À l’aide de cette collection de modèles, les chercheurs ont examiné environ 12 millions de composés, tous disponibles dans le commerce. À partir de cette collection, les modèles ont identifié des composés de cinq classes différentes, sur la base des sous-structures chimiques au sein des molécules, qui devraient être actifs contre le SARM.
Les chercheurs ont acheté environ 280 composés et les ont testés contre le SARM cultivé dans une boîte de laboratoire, ce qui leur a permis d'en identifier deux, de la même classe, qui semblaient être des candidats antibiotiques très prometteurs. Lors de tests sur deux modèles de souris, l’un d’infection cutanée à SARM et l’autre d’infection systémique à SARM, chacun de ces composés a réduit la population de SARM d’un facteur 10.
Des expériences ont révélé que ces composés semblent tuer les bactéries en perturbant leur capacité à maintenir un gradient électrochimique à travers leurs membranes cellulaires.

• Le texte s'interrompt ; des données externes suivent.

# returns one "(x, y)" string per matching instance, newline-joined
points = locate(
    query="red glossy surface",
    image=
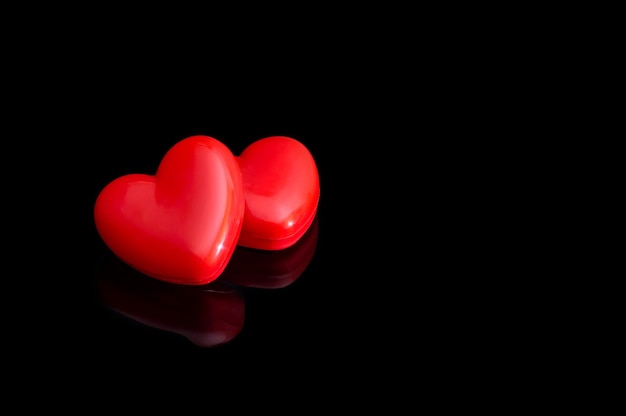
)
(282, 190)
(272, 269)
(207, 316)
(182, 224)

Ce gradient est nécessaire à de nombreuses fonctions cellulaires critiques, notamment la capacité à produire de l’ATP (molécules que les cellules utilisent pour stocker de l’énergie). Un candidat antibiotique découvert par le laboratoire de Collins en 2020, l'halicine, semble fonctionner selon un mécanisme similaire mais est spécifique aux bactéries à Gram négatif (bactéries à parois cellulaires fines). Le SARM est une bactérie à Gram positif, dont les parois cellulaires sont plus épaisses.
« Nous disposons de preuves assez solides que cette nouvelle classe structurelle est active contre les agents pathogènes à Gram positif en dissipant sélectivement la force motrice des protons dans les bactéries », explique Wong. « Les molécules attaquent sélectivement les membranes cellulaires bactériennes, d’une manière qui n’entraîne pas de dommages substantiels aux membranes cellulaires humaines. Notre approche d’apprentissage profond considérablement augmentée nous a permis de prédire cette nouvelle classe structurelle d’antibiotiques et de découvrir qu’elle n’est pas toxique pour les cellules humaines.
Les chercheurs ont partagé leurs découvertes avec Phare Bio, une organisation à but non lucratif lancée par Collins et d'autres dans le cadre du projet Antibiotics-AI. L’organisation à but non lucratif prévoit désormais de procéder à une analyse plus détaillée des propriétés chimiques et de l’utilisation clinique potentielle de ces composés. Pendant ce temps, le laboratoire de Collins travaille à la conception de médicaments candidats supplémentaires basés sur les résultats de la nouvelle étude, ainsi qu'à l'utilisation de modèles pour rechercher des composés capables de tuer d'autres types de bactéries.
« Nous exploitons déjà des approches similaires basées sur des sous-structures chimiques pour concevoir des composés de novo, et bien sûr, nous pouvons facilement adopter cette approche pour découvrir de nouvelles classes d'antibiotiques contre différents agents pathogènes », explique Wong.
Outre le MIT, Harvard et le Broad Institute, les institutions contribuant au document sont Integrated Biosciences, Inc., le Wyss Institute for Biologically Inspired Engineering et le Leibniz Institute of Polymer Research à Dresde, en Allemagne. La recherche a été financée par la Fondation James S. McDonnell, l'Institut national américain des allergies et des maladies infectieuses, le Fonds national suisse pour la science, le Banting Fellowships Program, la Fondation Volkswagen, la Defense Threat Reduction Agency, les National Institutes of Health des États-Unis, et le Broad Institute. Le projet Antibiotics-AI est financé par le projet Audacious, Flu Lab, la Sea Grape Foundation, la Wyss Foundation et un donateur anonyme.